I have 3 Roku tvs that can’t/don’t receive MeTv.. 2 of the 3 have their own antenna the 3rd shares an antenna with my bedroom pioneer fire tv which I can receive MeTv on when I search and scan. My kitchen tv is an lg has its own antenna and also gets MeTv. I started a tech chat with Roku it was the worst customer support ever kept blaming my “tv service provider and stating my antenna apparently doesn’t support that channel” lol
What’s some of you techy individuals thoughts on this? I’m pretty savvy but this has be stumped.
Ps this started a little over a month ago the Roku tvs at one time did get MeTV.
The statement "my antenna apparently doesn’t support that channel" may not be wrong. I depends on what channel MeTV is broadcast on, more specifically, what band the transmitter is using, VHF or UHF.
Most of the "digital" TV antennas currently available do not receive VHF frequencies. Physical channels 2-13 are VHF, 14-36 are UHF. Don't be fooled into believing that the channel you are watching (if it is within the 2-13 channel range) is a VHF channel because the OTA ATSC 1.0 system utilizes "virtual" channels, for example, let's say that you are watching channel 7, it is possible that this channel may actually be broadcasting in the UHF frequency band and is using a "virtual" channel 7. In Austin, channel 7 is
actually using the VHF channel 7 frequency so it is very difficult to receive this channel on a typical UHF only antenna unless you are very close to the transmission tower.

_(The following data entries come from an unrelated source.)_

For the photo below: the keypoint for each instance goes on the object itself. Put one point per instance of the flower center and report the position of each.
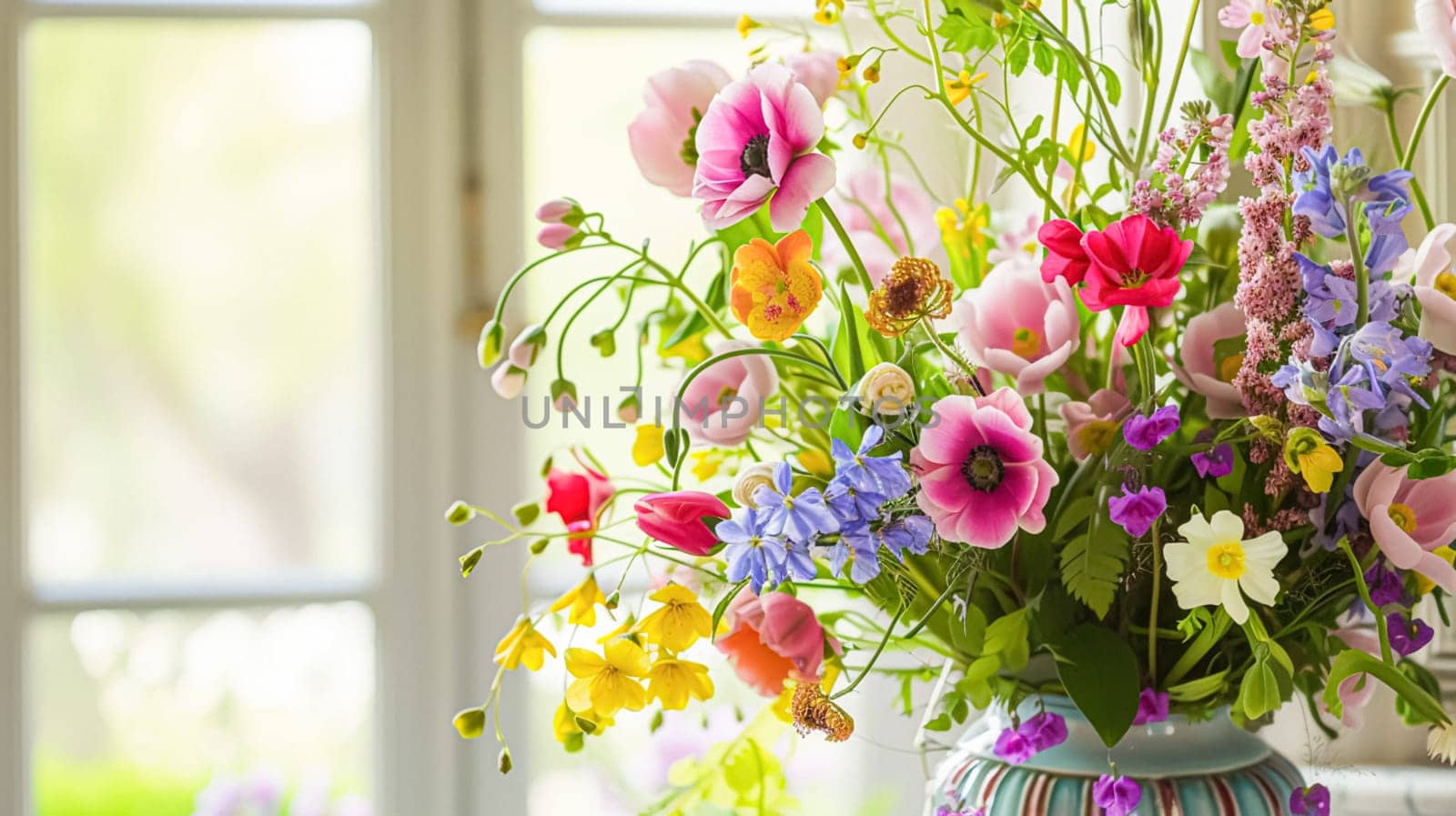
(1026, 342)
(1404, 517)
(754, 160)
(983, 468)
(1446, 284)
(1227, 560)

I know that this is confusing, and to add to the confusion, VHF antennas come in two different flavors, lowband VHF and highband VHF, some antennas (mostly large outdoor antennas) can receive both, and a few antennas (again, mostly large outdoor antennas) can receive all three (VHF low, VHF high, and UHF). Lowband VHF (channels 2-6) is the most difficult to receive because the antenna is necessarily large to pickup the much longer wavelengths. This is why there are some TV antennas advertising that they receive UHF and VHF high.